2. I find that the decision of the First-tier Tribunal should be set aside. My reasons for reaching that decision are as follows. First, I find that the judge has misunderstood the evidence. The judge properly observes at [56] that the credibility of the appellant was "the critical aspect" of the appeal. He rejected that credibility, finding that the appellant was wholly unreliable as a witness. At [58], the judge noted that the appellant had given "differing accounts in relation to his family and their claimed death or disappearance". The judge wrote that,
"The appellant of course stated at the hearing that his father had sold their sheep to raise funds for him to be brought out of Afghanistan by an agent. However, at least in one version of the account about the sale of the sheep, the appellant's father would in fact have been dead (as the appellant believed) before he left Afghanistan and before the claimed sale of sheep would have taken place."
At the initial hearing in the Upper Tribunal, it was not possible to identify any part of the appellant's written evidence or the record of the hearing kept by the judge or the representatives of the appellant's oral evidence which indicated that the appellant had claimed that his father had sold the sheep. Whilst some considerable confusion appears to have arisen, not least in the appellant's own mind, as to whether or not his parents were alive or dead, the particular anomaly upon which the judge relied (that a dead man could not sell sheep) was not present at all in the appellant's evidence. On any reading of the decision, the judge attached considerable weight to what he thought was an anomaly in the evidence; indeed, he considered that he had rendered the appellant's account "absurd" [59]. The appellant is entitled to a rational decision based on the evidence which he has actually adduced not on a misreading of the evidence. In the circumstances, the judge has erred in law such that the decision cannot stand.
3. Secondly, the judge has not made any findings regarding the documentary evidence upon which the appellant relied. The judge refers to the evidence at [14] and goes on to note at [40] that the Presenting Officer submitted that the evidence should be considered on Tanveer Ahmed principles ( Tanveer Ahmed [2002] UKIAT 402). Whilst the judge records that he was "asked to accord [the documentary evidence] very low evidential weight" at no point in his analysis does he refer again to the documentary evidence. He remains entirely unclear as to what weight, if any, he has attributed to the documentary evidence.

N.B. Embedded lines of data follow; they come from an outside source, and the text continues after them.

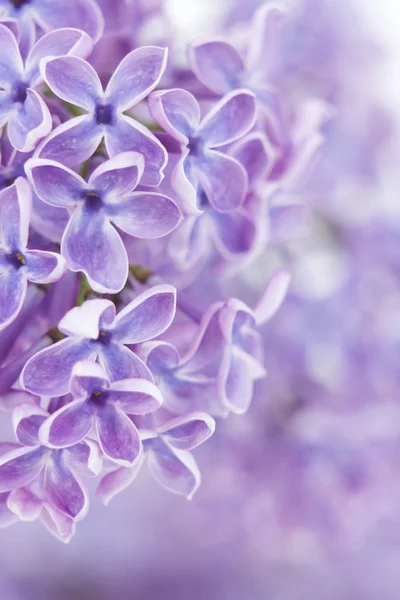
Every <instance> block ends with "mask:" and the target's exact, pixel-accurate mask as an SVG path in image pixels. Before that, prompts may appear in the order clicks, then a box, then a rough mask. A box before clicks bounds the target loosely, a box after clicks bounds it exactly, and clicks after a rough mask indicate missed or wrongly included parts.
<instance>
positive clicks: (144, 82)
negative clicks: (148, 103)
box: [106, 46, 168, 112]
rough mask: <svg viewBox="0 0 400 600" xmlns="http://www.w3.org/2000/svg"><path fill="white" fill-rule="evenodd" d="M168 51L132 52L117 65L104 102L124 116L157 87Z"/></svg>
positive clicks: (141, 50)
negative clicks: (123, 114)
mask: <svg viewBox="0 0 400 600" xmlns="http://www.w3.org/2000/svg"><path fill="white" fill-rule="evenodd" d="M167 58H168V49H167V48H159V47H157V46H143V47H142V48H136V49H135V50H133V51H132V52H130V53H129V54H127V55H126V56H125V58H124V59H123V60H122V61H121V63H120V64H119V65H118V67H117V69H116V70H115V72H114V74H113V76H112V77H111V79H110V81H109V84H108V86H107V89H106V98H107V100H108V101H109V102H110V103H112V104H114V105H115V106H116V107H117V108H118V110H119V111H120V112H124V111H125V110H128V108H131V107H132V106H134V105H135V104H138V103H139V102H140V101H141V100H143V99H144V98H145V97H146V96H148V94H150V92H151V91H153V90H154V88H155V87H156V86H157V85H158V83H159V81H160V79H161V77H162V75H163V73H164V71H165V68H166V65H167Z"/></svg>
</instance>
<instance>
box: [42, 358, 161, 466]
mask: <svg viewBox="0 0 400 600" xmlns="http://www.w3.org/2000/svg"><path fill="white" fill-rule="evenodd" d="M70 393H71V394H72V396H73V398H74V400H73V401H72V402H70V403H69V404H67V405H65V406H64V407H62V408H61V409H59V410H57V411H56V412H55V413H53V415H52V416H51V417H49V418H48V419H47V420H46V421H45V422H44V423H43V425H42V427H41V428H40V432H39V437H40V440H41V442H42V443H43V444H45V445H46V446H51V447H54V448H62V447H66V446H73V445H74V444H77V443H79V442H81V441H82V440H84V439H85V438H86V437H87V436H88V435H89V432H90V431H91V429H92V428H94V430H95V432H96V434H97V438H98V441H99V444H100V447H101V449H102V451H103V453H104V455H105V456H106V457H107V458H109V459H111V460H113V461H114V462H116V463H119V464H121V465H125V466H126V465H127V464H128V465H130V464H132V463H133V462H134V461H135V460H136V459H137V458H138V457H139V455H140V452H141V448H142V445H141V441H140V437H139V432H138V430H137V429H136V427H135V425H134V424H133V422H132V421H131V420H130V419H129V417H128V416H127V415H140V414H147V413H150V412H153V411H154V410H156V409H157V408H159V407H160V406H161V404H162V396H161V393H160V392H159V390H158V388H157V386H156V385H154V383H152V382H151V381H148V380H146V379H140V378H138V377H136V378H134V379H124V380H122V381H115V382H112V383H111V382H110V379H109V377H108V375H107V373H106V372H105V371H104V369H103V367H102V366H101V365H99V364H97V363H94V362H92V361H82V362H78V363H77V364H76V365H75V366H74V368H73V371H72V377H71V382H70Z"/></svg>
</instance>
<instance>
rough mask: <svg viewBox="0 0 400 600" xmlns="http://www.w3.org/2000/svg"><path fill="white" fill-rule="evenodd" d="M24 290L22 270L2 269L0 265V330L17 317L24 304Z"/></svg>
mask: <svg viewBox="0 0 400 600" xmlns="http://www.w3.org/2000/svg"><path fill="white" fill-rule="evenodd" d="M0 259H1V257H0ZM26 288H27V281H26V277H25V275H24V273H23V269H19V270H17V269H14V267H10V266H5V267H3V266H2V265H1V263H0V330H2V329H4V328H5V327H7V326H8V325H9V324H10V323H11V322H12V321H13V320H14V319H15V317H16V316H17V315H18V313H19V311H20V310H21V308H22V305H23V303H24V299H25V296H26Z"/></svg>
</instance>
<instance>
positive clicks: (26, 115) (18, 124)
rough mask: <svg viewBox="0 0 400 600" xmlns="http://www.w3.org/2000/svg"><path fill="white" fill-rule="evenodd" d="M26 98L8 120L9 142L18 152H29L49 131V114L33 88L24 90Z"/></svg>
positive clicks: (48, 112)
mask: <svg viewBox="0 0 400 600" xmlns="http://www.w3.org/2000/svg"><path fill="white" fill-rule="evenodd" d="M26 94H27V95H26V100H25V102H24V103H23V104H22V105H21V108H20V109H19V110H18V112H16V113H15V115H14V116H13V117H12V118H11V119H10V120H9V122H8V127H7V133H8V138H9V140H10V142H11V144H12V145H13V146H14V148H16V149H17V150H19V151H20V152H31V151H32V150H34V148H35V146H36V144H37V143H38V142H39V140H41V139H42V138H44V137H45V136H46V135H48V134H49V133H50V131H51V127H52V120H51V114H50V111H49V109H48V108H47V105H46V103H45V101H44V100H43V99H42V98H41V96H39V94H38V93H37V92H36V91H35V90H31V89H27V90H26Z"/></svg>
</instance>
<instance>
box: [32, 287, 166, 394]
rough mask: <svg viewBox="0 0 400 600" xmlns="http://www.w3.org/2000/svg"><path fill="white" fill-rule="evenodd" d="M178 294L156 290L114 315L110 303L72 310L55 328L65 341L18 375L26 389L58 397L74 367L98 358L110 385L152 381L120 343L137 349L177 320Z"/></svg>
mask: <svg viewBox="0 0 400 600" xmlns="http://www.w3.org/2000/svg"><path fill="white" fill-rule="evenodd" d="M175 306H176V290H175V288H174V287H173V286H171V285H167V284H165V285H157V286H154V287H153V288H151V289H149V290H147V291H146V292H143V293H142V294H140V295H139V296H137V297H136V298H135V299H134V300H132V302H130V303H129V304H128V305H127V306H126V307H125V308H124V309H123V310H122V311H121V312H119V313H118V315H117V316H116V315H115V306H114V304H113V303H112V302H111V301H110V300H88V301H87V302H85V303H84V304H82V306H79V307H75V308H73V309H72V310H70V311H69V312H68V313H67V314H66V315H65V316H64V317H63V319H61V321H60V323H59V325H58V328H59V329H60V331H62V332H63V333H65V334H66V335H67V336H70V337H67V338H66V339H64V340H61V341H60V342H57V343H56V344H53V345H52V346H50V347H49V348H45V349H44V350H41V351H40V352H38V353H37V354H36V355H35V356H33V357H32V358H31V359H30V360H29V361H28V362H27V363H26V365H25V367H24V369H23V371H22V373H21V381H22V384H23V386H24V387H25V389H27V390H28V391H30V392H32V393H34V394H38V395H43V396H61V395H63V394H66V393H67V392H68V389H69V381H70V377H71V374H72V370H73V367H74V365H75V363H76V362H78V361H80V360H84V359H89V360H93V361H95V360H96V359H98V360H99V361H100V363H101V365H102V366H103V367H104V368H105V369H106V371H107V373H108V375H109V376H110V379H111V381H118V380H121V379H132V378H134V377H139V378H142V379H148V380H150V381H152V379H153V378H152V375H151V373H150V371H149V369H148V368H147V367H146V365H145V364H144V362H143V361H142V360H141V359H140V358H139V357H138V356H136V355H135V354H134V353H133V352H132V350H130V349H129V348H126V346H124V344H138V343H141V342H144V341H146V340H151V339H153V338H154V337H156V336H158V335H160V334H161V333H163V332H164V331H165V330H166V329H167V328H168V327H169V326H170V324H171V323H172V320H173V318H174V316H175Z"/></svg>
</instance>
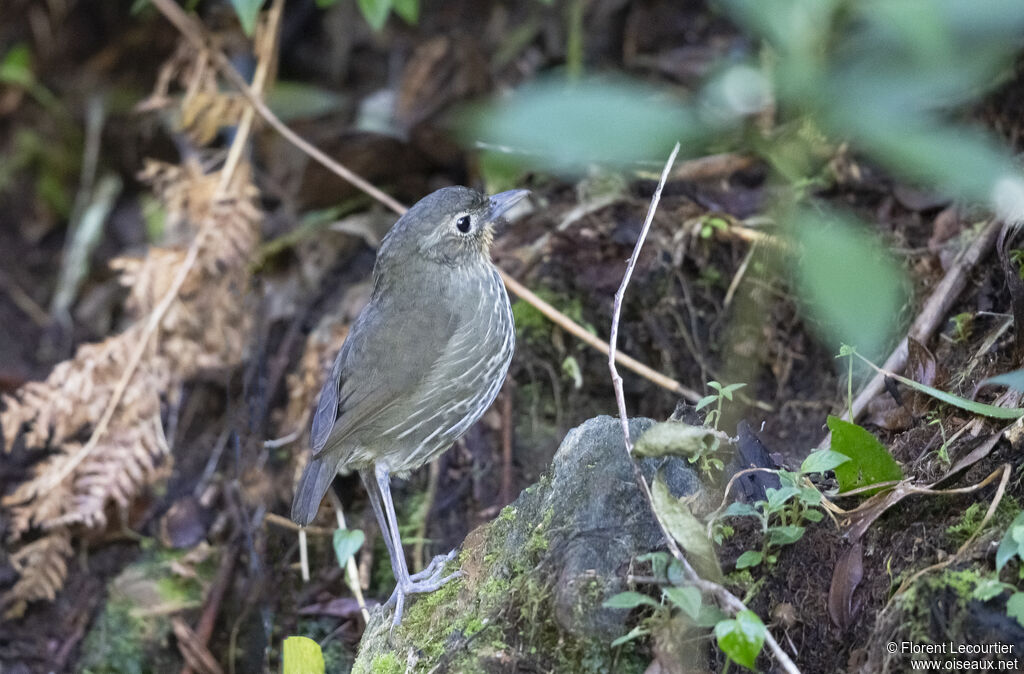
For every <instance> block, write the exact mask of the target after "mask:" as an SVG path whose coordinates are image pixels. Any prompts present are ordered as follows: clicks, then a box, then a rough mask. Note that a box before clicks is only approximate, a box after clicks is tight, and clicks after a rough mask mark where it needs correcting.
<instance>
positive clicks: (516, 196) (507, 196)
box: [487, 189, 529, 222]
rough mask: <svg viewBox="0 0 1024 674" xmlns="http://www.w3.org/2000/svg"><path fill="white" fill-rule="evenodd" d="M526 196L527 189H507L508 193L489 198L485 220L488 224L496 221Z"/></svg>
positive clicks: (506, 212)
mask: <svg viewBox="0 0 1024 674" xmlns="http://www.w3.org/2000/svg"><path fill="white" fill-rule="evenodd" d="M528 194H529V189H509V191H508V192H503V193H500V194H497V195H495V196H494V197H492V198H490V208H489V210H488V211H487V220H488V221H489V222H494V221H496V220H497V219H498V218H500V217H501V216H502V215H504V214H505V213H507V212H508V210H509V209H510V208H512V207H513V206H515V205H516V204H518V203H519V201H520V200H521V199H522V198H523V197H525V196H526V195H528Z"/></svg>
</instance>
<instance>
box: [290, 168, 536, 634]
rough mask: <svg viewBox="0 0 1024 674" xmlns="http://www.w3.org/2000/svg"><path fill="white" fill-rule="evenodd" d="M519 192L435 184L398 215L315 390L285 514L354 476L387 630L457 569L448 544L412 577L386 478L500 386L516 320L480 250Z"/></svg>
mask: <svg viewBox="0 0 1024 674" xmlns="http://www.w3.org/2000/svg"><path fill="white" fill-rule="evenodd" d="M527 194H529V192H528V191H526V189H511V191H508V192H503V193H501V194H497V195H494V196H492V197H487V196H485V195H483V194H481V193H479V192H477V191H475V189H472V188H470V187H464V186H451V187H442V188H440V189H438V191H436V192H434V193H431V194H430V195H427V196H426V197H424V198H423V199H422V200H420V201H419V202H417V203H416V205H414V206H413V207H412V208H410V209H409V210H408V211H407V212H406V213H404V214H403V215H402V216H401V217H400V218H398V220H397V221H396V222H395V223H394V225H392V227H391V229H390V230H389V231H388V233H387V235H386V236H385V237H384V239H383V240H382V241H381V244H380V247H379V249H378V252H377V259H376V261H375V263H374V270H373V292H372V295H371V298H370V301H369V303H368V304H367V305H366V307H365V308H364V309H362V311H360V312H359V314H358V315H357V317H356V319H355V321H354V322H353V323H352V326H351V328H350V330H349V333H348V336H347V337H346V339H345V341H344V343H343V344H342V347H341V349H340V350H339V352H338V355H337V357H336V359H335V361H334V365H333V366H332V368H331V372H330V374H329V376H328V378H327V380H326V382H325V383H324V386H323V388H322V389H321V392H319V397H318V399H317V404H316V410H315V412H314V413H313V419H312V427H311V430H310V449H311V452H312V454H311V457H310V460H309V462H308V464H307V465H306V468H305V470H304V471H303V473H302V476H301V477H300V479H299V482H298V485H297V487H296V491H295V498H294V501H293V503H292V519H293V520H294V521H296V522H297V523H298V524H300V525H302V526H305V525H308V524H309V523H310V522H311V521H312V519H313V517H314V516H315V515H316V512H317V510H318V509H319V504H321V501H322V500H323V499H324V495H325V494H326V493H327V490H328V489H329V488H330V486H331V482H332V480H333V479H334V476H335V475H336V474H338V473H339V472H346V473H347V472H350V471H352V470H355V471H357V472H358V474H359V477H360V479H361V480H362V483H364V486H365V487H366V490H367V493H368V495H369V497H370V504H371V506H372V508H373V510H374V514H375V516H376V518H377V522H378V524H379V525H380V530H381V534H382V536H383V539H384V543H385V545H386V546H387V550H388V554H389V555H390V558H391V570H392V572H393V573H394V578H395V589H394V592H393V593H392V595H391V597H390V598H389V600H388V601H387V603H386V605H393V607H394V619H393V622H392V629H394V628H395V627H397V626H398V624H399V623H400V622H401V616H402V610H403V606H404V603H406V600H407V597H408V596H409V595H411V594H417V593H426V592H432V591H434V590H436V589H438V588H439V587H441V586H442V585H444V584H445V583H447V582H449V581H451V580H452V579H453V578H456V577H457V576H458V575H459V574H458V572H456V573H454V574H451V575H449V576H444V575H443V572H444V566H445V564H446V562H447V561H449V560H450V559H452V558H453V557H454V555H455V551H454V550H453V551H452V552H451V553H449V554H447V555H438V556H437V557H434V559H433V560H432V561H431V562H430V563H429V564H428V565H427V567H426V568H424V570H423V571H422V572H420V573H419V574H416V575H410V573H409V567H408V565H407V563H406V556H404V552H403V549H402V546H401V537H400V536H399V534H398V521H397V518H396V517H395V510H394V503H393V501H392V500H391V488H390V478H391V476H392V475H393V476H396V477H404V476H408V475H409V473H410V472H412V471H413V470H416V469H417V468H419V467H420V466H422V465H423V464H424V463H427V462H428V461H431V460H433V459H434V458H436V457H438V456H440V455H441V454H443V453H444V452H445V451H446V450H447V449H449V448H450V447H452V445H453V444H454V443H455V441H456V440H457V439H459V437H460V436H462V435H463V433H465V432H466V430H468V429H469V427H470V426H472V425H473V423H475V422H476V421H477V420H478V419H479V418H480V416H482V415H483V413H484V412H485V411H486V410H487V408H488V407H490V404H492V403H494V401H495V397H496V396H497V395H498V391H499V389H500V388H501V386H502V383H503V382H504V381H505V376H506V374H507V373H508V369H509V364H510V363H511V361H512V353H513V350H514V348H515V325H514V322H513V318H512V307H511V304H510V302H509V297H508V293H507V292H506V290H505V284H504V283H503V282H502V279H501V276H500V275H499V272H498V268H497V267H496V266H495V264H494V262H492V260H490V253H489V250H490V244H492V241H493V240H494V230H495V224H496V222H497V221H498V220H499V219H500V218H501V217H502V216H503V215H504V214H506V213H507V212H508V210H509V209H510V208H511V207H512V206H514V205H515V204H516V203H518V202H519V201H520V200H522V199H523V198H524V197H525V196H526V195H527Z"/></svg>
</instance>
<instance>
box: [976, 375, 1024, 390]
mask: <svg viewBox="0 0 1024 674" xmlns="http://www.w3.org/2000/svg"><path fill="white" fill-rule="evenodd" d="M989 384H994V385H1000V386H1009V387H1010V388H1013V389H1014V390H1018V391H1024V370H1014V371H1013V372H1007V373H1006V374H1001V375H995V376H994V377H989V378H988V379H985V380H984V381H982V382H981V385H982V386H987V385H989Z"/></svg>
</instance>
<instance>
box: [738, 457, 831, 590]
mask: <svg viewBox="0 0 1024 674" xmlns="http://www.w3.org/2000/svg"><path fill="white" fill-rule="evenodd" d="M849 460H850V459H849V457H846V456H844V455H842V454H839V453H838V452H834V451H831V450H818V451H817V452H813V453H811V454H810V455H809V456H808V457H807V458H806V459H805V460H804V462H803V464H801V466H800V471H799V472H792V471H788V470H779V471H777V474H778V477H779V482H780V486H779V488H778V489H774V488H771V487H769V488H768V489H766V490H765V498H764V499H763V500H760V501H756V502H755V503H754V504H750V503H740V502H735V503H731V504H729V507H728V508H726V509H725V511H724V512H723V513H722V515H721V516H722V517H756V518H757V519H758V521H759V522H760V524H761V534H762V537H763V538H762V544H761V549H760V550H746V551H745V552H743V553H742V554H740V555H739V557H738V558H737V559H736V568H737V570H743V568H752V567H755V566H760V565H761V564H762V563H763V564H766V565H768V566H772V565H774V564H775V562H776V561H777V560H778V550H779V548H781V547H782V546H784V545H791V544H793V543H796V542H797V541H799V540H800V539H802V538H803V537H804V533H805V532H806V531H807V522H818V521H821V518H822V517H824V513H823V512H822V511H821V493H820V492H818V491H817V490H816V489H815V488H813V487H810V486H808V485H807V483H806V480H803V479H802V477H803V476H804V475H807V474H810V473H819V472H824V471H826V470H834V469H836V468H837V467H838V466H840V465H842V464H844V463H846V462H848V461H849Z"/></svg>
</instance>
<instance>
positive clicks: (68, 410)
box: [0, 165, 260, 607]
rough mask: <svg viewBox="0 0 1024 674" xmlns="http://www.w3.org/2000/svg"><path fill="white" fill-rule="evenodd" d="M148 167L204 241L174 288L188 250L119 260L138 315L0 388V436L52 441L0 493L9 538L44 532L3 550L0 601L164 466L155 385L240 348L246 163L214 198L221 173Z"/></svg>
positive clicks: (120, 505) (54, 559)
mask: <svg viewBox="0 0 1024 674" xmlns="http://www.w3.org/2000/svg"><path fill="white" fill-rule="evenodd" d="M152 174H153V176H154V181H155V183H157V184H156V192H157V195H158V197H159V198H160V199H161V200H162V202H163V204H164V207H165V209H166V211H167V213H168V215H169V218H168V219H169V220H171V221H173V222H174V223H175V228H176V231H177V233H178V234H179V235H180V236H181V238H186V237H187V238H189V239H193V238H196V237H202V246H201V247H200V248H199V249H198V253H197V256H196V262H195V264H193V265H191V266H190V267H188V268H187V273H186V276H185V277H184V280H183V283H181V285H180V287H177V286H176V285H175V279H176V278H177V277H178V276H179V273H180V271H181V269H182V268H183V267H182V265H183V264H184V263H185V259H186V253H185V251H184V250H182V249H181V248H153V249H151V250H150V251H148V252H147V254H146V255H145V257H143V258H141V259H131V258H121V259H119V260H117V261H116V262H115V263H114V266H115V268H116V269H118V270H120V272H121V275H122V282H123V283H124V284H125V285H126V286H127V287H128V288H129V289H130V292H129V296H128V299H127V301H126V309H127V312H128V314H129V315H132V317H135V318H136V319H137V321H136V322H135V323H133V324H132V325H131V326H129V327H128V328H127V329H126V330H125V331H124V332H123V333H121V334H119V335H117V336H114V337H111V338H109V339H106V340H104V341H103V342H100V343H98V344H85V345H83V346H81V347H80V348H79V349H78V351H77V352H76V354H75V356H74V357H73V359H72V360H70V361H66V362H63V363H61V364H59V365H58V366H56V367H55V368H54V369H53V371H52V372H51V373H50V376H49V377H48V378H47V379H46V380H45V381H43V382H33V383H30V384H27V385H26V386H24V387H23V388H22V389H20V390H18V391H17V392H16V393H15V394H14V395H11V396H7V397H5V399H4V403H5V409H4V411H3V412H2V413H0V424H2V426H3V433H4V439H5V444H6V446H7V447H8V448H9V447H11V446H12V445H13V441H14V439H15V438H16V436H17V434H18V433H19V432H24V433H25V439H26V445H27V447H29V448H38V449H49V450H50V451H52V454H51V455H49V456H47V457H46V458H45V459H43V460H41V461H40V462H39V463H38V464H36V466H35V467H34V471H33V474H32V476H31V477H30V478H29V479H28V480H27V481H25V482H23V483H22V485H19V486H18V487H17V488H16V489H15V490H14V491H13V492H12V493H11V494H9V495H7V496H5V497H4V498H3V499H2V501H0V505H2V506H3V507H5V508H6V509H7V512H8V515H9V521H10V526H9V528H8V532H9V533H8V536H9V540H10V541H11V542H13V543H16V542H18V541H19V540H22V539H23V537H25V535H26V534H27V533H29V532H30V531H32V530H44V531H46V532H47V534H46V535H45V536H44V537H43V538H41V539H39V540H37V541H33V542H31V543H27V544H24V545H23V546H22V547H20V548H19V549H17V550H15V551H14V552H13V553H12V556H11V558H12V560H15V561H24V562H25V563H24V564H23V565H22V566H16V568H18V570H19V572H20V574H22V576H20V578H19V580H18V581H17V583H16V584H15V585H14V586H13V587H12V588H11V589H10V590H9V591H8V592H7V593H6V594H4V595H3V597H2V600H3V602H4V603H5V604H8V605H13V606H23V607H24V603H25V602H26V601H32V600H36V599H41V598H46V599H52V597H53V594H54V592H55V591H56V590H57V589H58V588H59V587H60V586H61V585H62V583H63V579H65V576H66V574H67V563H66V559H65V558H66V557H67V555H68V554H70V552H71V544H70V536H71V532H72V531H74V528H76V526H82V528H88V529H96V528H102V526H104V525H105V523H106V516H108V510H109V509H110V508H111V507H112V506H117V507H121V508H126V507H127V506H128V504H129V503H130V501H131V500H132V499H133V498H134V497H135V496H136V495H138V494H139V492H140V491H141V490H143V489H144V488H145V487H146V486H148V485H151V483H153V482H154V481H155V480H156V479H158V478H159V476H160V475H161V474H162V471H163V470H164V469H166V467H167V465H168V455H169V448H168V447H167V441H166V439H165V438H164V433H163V427H162V423H161V403H162V401H161V394H162V392H164V391H168V390H172V389H174V388H177V387H178V386H180V385H181V383H182V382H184V381H185V380H188V379H193V378H196V377H199V376H200V375H202V374H203V373H204V372H205V371H207V370H222V369H225V368H232V367H234V366H237V365H238V364H239V363H240V362H241V361H242V359H243V357H244V356H245V354H246V349H247V346H248V343H249V335H250V329H251V320H250V319H249V315H248V312H247V311H246V310H245V308H246V307H245V301H244V299H245V294H246V292H247V289H248V285H249V270H248V260H249V259H250V257H251V255H252V252H253V251H254V250H255V247H256V245H257V243H258V237H259V221H260V211H259V209H258V208H257V207H256V196H257V193H256V189H255V187H253V185H252V184H251V183H250V181H249V172H248V167H247V166H246V165H242V166H240V167H239V170H238V171H237V173H236V177H234V180H233V181H232V182H231V184H230V185H229V189H228V192H227V195H226V196H224V195H222V196H219V197H218V188H217V186H216V185H218V184H219V182H220V180H221V177H220V175H219V173H211V174H207V173H203V172H202V171H201V170H200V169H199V168H198V166H195V165H189V166H186V167H173V166H166V165H153V167H152ZM175 288H177V292H176V295H174V296H173V299H172V301H171V303H170V305H169V306H168V308H167V310H166V311H165V312H164V313H163V314H162V317H161V320H160V323H159V331H158V333H157V335H158V336H157V338H155V339H153V340H150V341H148V342H145V340H146V339H147V337H148V335H147V333H146V332H145V331H146V327H145V323H146V319H147V317H150V315H151V313H152V312H153V311H154V310H155V309H156V307H157V306H158V305H160V304H161V302H162V301H163V298H164V297H165V296H167V295H168V294H169V292H170V291H172V290H174V289H175ZM140 342H142V343H144V344H145V350H144V351H142V357H141V360H140V361H139V362H138V364H137V367H135V369H134V370H133V371H131V372H132V376H131V378H130V379H128V380H127V385H126V386H125V388H124V390H123V393H122V394H121V397H120V398H119V403H118V405H117V407H116V408H115V413H114V416H113V417H112V418H111V420H110V424H109V426H108V427H106V430H105V432H103V433H102V434H101V435H100V436H99V439H98V441H96V443H95V445H94V446H93V447H91V448H86V447H83V446H82V445H81V439H82V437H83V436H85V435H86V434H87V433H90V432H92V430H93V429H94V427H95V426H96V423H97V420H98V419H99V418H100V417H101V415H102V414H103V412H104V411H105V410H106V408H108V406H109V405H110V404H111V401H112V398H113V397H114V395H115V394H116V391H117V390H118V384H119V381H120V380H121V379H122V377H123V376H124V373H125V372H126V371H129V369H130V366H131V365H132V363H131V355H130V354H131V353H132V351H134V350H135V349H136V348H137V347H138V344H139V343H140ZM86 450H88V451H87V452H86Z"/></svg>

4. In the circumstances, the decision of the First-tier Tribunal is set aside. The findings of fact are set aside. There will need to be a new fact-finding exercise which is better conducted in the First-tier Tribunal to which this appeal is now returned to remake the decision. At the Upper Tribunal hearing, the appellant's representative went into some detail regarding the appellant's knowledge at various points in time regarding the death of his parents. In particular, it is clear that the evidence which the appellant gave at his asylum interview regarding his parents was, for whatever reason, not accurate. No doubt this aspect of the case and the explanations given by the appellant will become the subject for scrutiny at the next hearing before the First-tier Tribunal.
Notice of Decision
The decision of the First-tier Tribunal promulgated on 13 September 2017 is set aside. None of the findings of fact shall stand. The appeal is returned to the First-tier Tribunal (not Judge Buckwell) for that Tribunal to remake the decision.
No anonymity direction is made.
Signed Date 18 April 2018
Upper Tribunal Judge Lane
No fee is paid or payable and therefore there can be no fee award.